The Amerindian Peoples Association (APA) Tuesday said it supports the peaceful demonstration in front a primary school after a nine-year-old student was prevented from attending class last week in full traditional Amerindian wear during “Culture Day” ahead of Guyana’s observance of its 52nd anniversary of political independence.
The school had described the wear as “inappropriate” but the APA said that it wanted to condemn the “actions by the school for exposing one of its students to this form of cultural discrimination.
“The action by the school to single out and publicly humiliate the student, while other students were allowed to wear their cultural clothing, is disgraceful. As a person of indigenous heritage, the young student had a right to dress in his indigenous wear without discrimination from the public, but especially from an educational institution like Mae’s Schools.”

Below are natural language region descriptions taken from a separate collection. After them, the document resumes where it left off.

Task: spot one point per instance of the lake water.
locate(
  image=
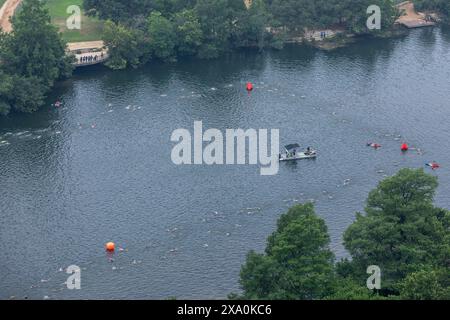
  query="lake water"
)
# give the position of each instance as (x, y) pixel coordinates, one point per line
(99, 168)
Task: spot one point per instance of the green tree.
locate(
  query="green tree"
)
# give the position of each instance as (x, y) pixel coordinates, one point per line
(426, 284)
(189, 32)
(297, 263)
(250, 27)
(33, 57)
(127, 47)
(162, 36)
(401, 231)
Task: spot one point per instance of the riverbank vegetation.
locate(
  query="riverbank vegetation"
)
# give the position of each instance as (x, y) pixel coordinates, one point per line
(91, 27)
(207, 28)
(401, 232)
(32, 58)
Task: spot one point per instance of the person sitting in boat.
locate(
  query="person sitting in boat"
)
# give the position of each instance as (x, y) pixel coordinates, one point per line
(308, 151)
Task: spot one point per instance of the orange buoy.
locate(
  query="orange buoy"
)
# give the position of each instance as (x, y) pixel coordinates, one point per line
(404, 147)
(110, 246)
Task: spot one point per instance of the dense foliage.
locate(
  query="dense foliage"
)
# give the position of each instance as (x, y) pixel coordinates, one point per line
(32, 58)
(207, 28)
(440, 6)
(401, 232)
(297, 264)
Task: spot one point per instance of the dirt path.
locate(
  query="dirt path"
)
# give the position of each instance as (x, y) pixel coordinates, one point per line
(7, 11)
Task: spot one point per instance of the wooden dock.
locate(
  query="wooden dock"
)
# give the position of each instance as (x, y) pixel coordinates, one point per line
(88, 53)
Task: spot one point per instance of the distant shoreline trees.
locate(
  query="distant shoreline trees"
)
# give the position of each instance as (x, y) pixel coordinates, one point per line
(208, 28)
(402, 233)
(32, 58)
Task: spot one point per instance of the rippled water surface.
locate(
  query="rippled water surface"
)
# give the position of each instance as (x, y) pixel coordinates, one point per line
(99, 168)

The APA said that traditional indigenous clothing should not be deemed inappropriate in a country that celebrates its rich cultural diversity.
Enshrined in Constitution
“It is enshrined in the Constitution of Guyana that every citizen has a right to their religion, cultural beliefs and practices. The Constitution specifically states in Article 149G that indigenous peoples “have the right to the protection, preservation and promulgation of their languages, cultural heritage and way of life”. “
APA said that in addition, Guyana is a signatory to the United Nations Declaration on the Rights of Indigenous Peoples (UNDRIP), noting that this Declaration states that indigenous peoples have the right “to be free from any kind of discrimination… based on their indigenous origin or identity” (Article 2) and that “indigenous peoples have the right to practice and revitalize their cultural traditions and customs” (Article 11).
The APA said it is calling for a public apology from the school’s administration to the student and his family and that preventative measures are taken to prevent this from happening in the future.